Ongoing and Future Research
At present we are working to develop a psychometrically sound measure that assesses secularity in the behavioral, affective, and cognitive sense. In order to accurately target explicit atheists—rather than self-identified religious “nones” whose beliefs are vague, transitory, or conflicted—we expect participants to select the degree to which they endorse specific statements related to their positions on such matters as the “soul”, or impersonal energy that permeates all things, and ultimate or intrinsic purpose in life, as well as any belief in telepathy, ESP, or other paranormal phenomena. This will differentiate those atheists who just refrain from believing in the traditional gods from those who are secular across the board. This approach also manages to capture individuals who may endorse similar positions but for reasons of their own do not explicitly identify with the label “atheist”.

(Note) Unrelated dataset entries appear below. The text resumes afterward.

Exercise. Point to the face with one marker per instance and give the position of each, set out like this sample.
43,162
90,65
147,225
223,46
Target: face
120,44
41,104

We are also working to develop a model of existential well-being that does not include a priori assumptions of the existence of a Higher Power, a “Sacred” realm, or any other construct that transcends the material world. The new model will also not assume that everyone believes that there is an intrinsic purpose and meaning in life. Many secularists do feel a sense of meaning and purpose that is actively created within oneself rather than divinely granted, or—if they do reject the idea of “meaning” altogether—it is because they have freely chosen to embrace absurdity. These projects, however, are still in the early stages, and so to report any inferences based on data collected thus far would be premature.
Finally, we want to address why R/S and health research should include atheist control samples explicitly. The population of individuals self-identifying as “nonreligious” is growing faster than any other religious demographic (Kosmin and Keysar 2009) and now totals more than 15% of the US population, which is a larger segment of the population than every other group except Catholics and Baptists. In addition, the racial, educational and socioeconomic differences between religious and nonreligious subpopulations are shrinking, suggesting that as the nonreligious grow increasingly in number the more they will begin to resemble the general population. If there is something about the lack of R/S is indeed detrimental to health (as has been suggested) and the trend in the US is away from R/S, this portends worse health for an increasingly large segment of the US population. That should be of concern to anyone interested in public health in the US. Thus, whether or not the affirmatively secular have worse health in light of their increasing percentage in the population warrants further investigation.
As numerous published surveys indicate, Americans are becoming less religious. Our research indicates a need to move beyond outdated pathological stereotypes of atheists as psychologically maladjusted or existentially bereft. The shifting population trends in our society indicate that such investigation is timely. As such, our aim is not to invalidate the existing canon of R/S-related research but to complement it by extending the findings of the current body of R/S into the domain of the affirmatively secular. It is only through further research that we can gain a greater understanding of what it means to be secular—and by extension, what it means to be spiritual.